Recent revelations from leaked tax documents show startling figures: Warren Buffett paid an effective tax rate of just 0.1%, Jeff Bezos 0.98%, and Michael Bloomberg 1.3%. These numbers contrast sharply with the typical American worker, who faces income tax rates up to 37% plus payroll taxes reaching 15.3%.
The core issue lies in how different types of income are treated under current tax law. While most Americans earn wages subject to immediate taxation, the ultra-wealthy primarily benefit from appreciating assets like stock holdings. Bezos, for example, has maintained an annual salary of just $82,000 for over two decades while his Amazon stock has grown exponentially in value—all without triggering taxable events.

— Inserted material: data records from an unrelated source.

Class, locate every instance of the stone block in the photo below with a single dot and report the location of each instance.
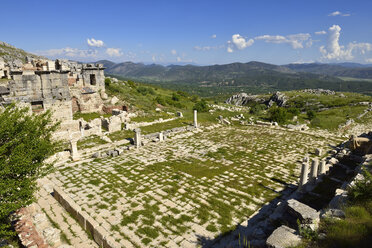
(304, 213)
(283, 237)
(90, 224)
(109, 242)
(99, 234)
(81, 218)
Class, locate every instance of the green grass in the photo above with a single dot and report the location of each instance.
(121, 135)
(332, 118)
(90, 142)
(353, 231)
(89, 116)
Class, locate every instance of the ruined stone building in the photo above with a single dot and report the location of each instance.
(62, 86)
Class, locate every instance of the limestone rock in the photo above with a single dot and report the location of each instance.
(114, 100)
(104, 96)
(279, 98)
(304, 213)
(283, 237)
(242, 99)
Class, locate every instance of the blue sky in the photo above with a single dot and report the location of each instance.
(200, 32)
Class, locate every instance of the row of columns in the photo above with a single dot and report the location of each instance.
(137, 139)
(316, 170)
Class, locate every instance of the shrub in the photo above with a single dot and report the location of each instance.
(145, 90)
(107, 82)
(278, 114)
(201, 106)
(175, 97)
(362, 190)
(310, 114)
(293, 111)
(160, 100)
(25, 142)
(257, 109)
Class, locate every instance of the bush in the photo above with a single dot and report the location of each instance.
(310, 114)
(25, 142)
(257, 109)
(278, 114)
(160, 100)
(194, 98)
(145, 90)
(107, 82)
(175, 97)
(362, 190)
(201, 106)
(293, 111)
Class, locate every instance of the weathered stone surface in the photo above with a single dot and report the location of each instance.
(279, 98)
(304, 213)
(283, 237)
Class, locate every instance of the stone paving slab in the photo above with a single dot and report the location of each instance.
(195, 185)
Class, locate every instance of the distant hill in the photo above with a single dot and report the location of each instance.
(354, 70)
(11, 53)
(253, 77)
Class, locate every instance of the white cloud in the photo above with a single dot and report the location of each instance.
(95, 43)
(334, 51)
(238, 42)
(208, 48)
(295, 40)
(114, 52)
(69, 52)
(338, 13)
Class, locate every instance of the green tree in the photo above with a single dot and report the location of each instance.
(107, 82)
(25, 142)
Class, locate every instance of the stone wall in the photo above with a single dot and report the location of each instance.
(100, 235)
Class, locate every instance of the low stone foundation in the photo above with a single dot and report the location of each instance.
(100, 235)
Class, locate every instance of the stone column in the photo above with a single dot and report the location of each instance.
(74, 152)
(319, 152)
(304, 175)
(137, 137)
(195, 118)
(322, 169)
(314, 170)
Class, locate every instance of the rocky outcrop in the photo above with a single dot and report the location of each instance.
(319, 91)
(283, 237)
(279, 98)
(242, 99)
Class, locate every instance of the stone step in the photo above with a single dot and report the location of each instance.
(71, 233)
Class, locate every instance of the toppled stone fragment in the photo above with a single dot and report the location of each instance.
(283, 237)
(304, 213)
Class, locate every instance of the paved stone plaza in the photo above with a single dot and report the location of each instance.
(195, 185)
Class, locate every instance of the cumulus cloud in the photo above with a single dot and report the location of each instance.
(69, 52)
(208, 48)
(295, 40)
(95, 43)
(338, 13)
(238, 42)
(334, 51)
(114, 52)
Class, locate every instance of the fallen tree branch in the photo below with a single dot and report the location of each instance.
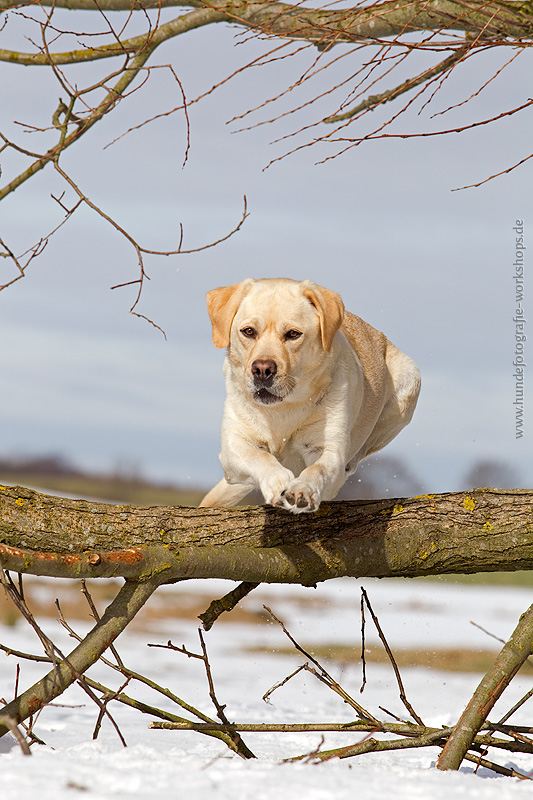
(484, 530)
(131, 597)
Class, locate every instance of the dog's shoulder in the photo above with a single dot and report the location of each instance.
(369, 343)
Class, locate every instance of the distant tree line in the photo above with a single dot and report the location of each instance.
(377, 477)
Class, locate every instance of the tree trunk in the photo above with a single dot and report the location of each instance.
(480, 531)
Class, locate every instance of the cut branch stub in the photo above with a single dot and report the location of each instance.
(480, 531)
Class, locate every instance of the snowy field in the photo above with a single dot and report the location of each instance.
(174, 763)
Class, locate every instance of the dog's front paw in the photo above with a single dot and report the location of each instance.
(298, 497)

"That massive growth of stock happens entirely tax free with no time frame under our current system," Madoff notes. "We only impose a tax if the stock is sold, and Bezos never has to sell because he can simply borrow against the stock."
This borrowing strategy creates what experts call the "buy, borrow, die" approach: billionaires purchase appreciating assets, borrow against them for living expenses, and pass the assets to heirs with stepped-up basis, potentially avoiding taxation entirely across generations.
The common narrative that America's tax system heavily burdens the wealthy often focuses on misleading statistics, according to Madoff. While the top 1% of income earners (including high-salaried professionals) do pay significant taxes, the wealthiest Americans—those whose fortunes come from asset appreciation rather than salaries—often fall into the category of non-payers.
"The problem with that statistic is it's misleading on both ends," Madoff says of claims that the wealthy shoulder most of the tax burden. "When it comes to the wealthiest Americans—the Zuckerbergs, Bezoses, Musks—they are just as likely to be in the 40% of non-payers as they are in the top 1% of payers."
Madoff, author of "The Second Estate: How the Tax Code Made an American Aristocracy," argues that this system creates structural inequality. While payroll taxes hit ordinary workers from their first dollar earned, billionaires can access immense wealth through tax-advantaged mechanisms unavailable to most Americans.
The expert suggests several potential reforms, including addressing the stepped-up basis loophole and creating mechanisms to tax unrealized gains for the ultra-wealthy. As debates about tax fairness continue, the fundamental question remains: should a system that allows billionaires to pay lower effective rates than teachers, nurses, and factory workers be considered functional or fundamentally broken?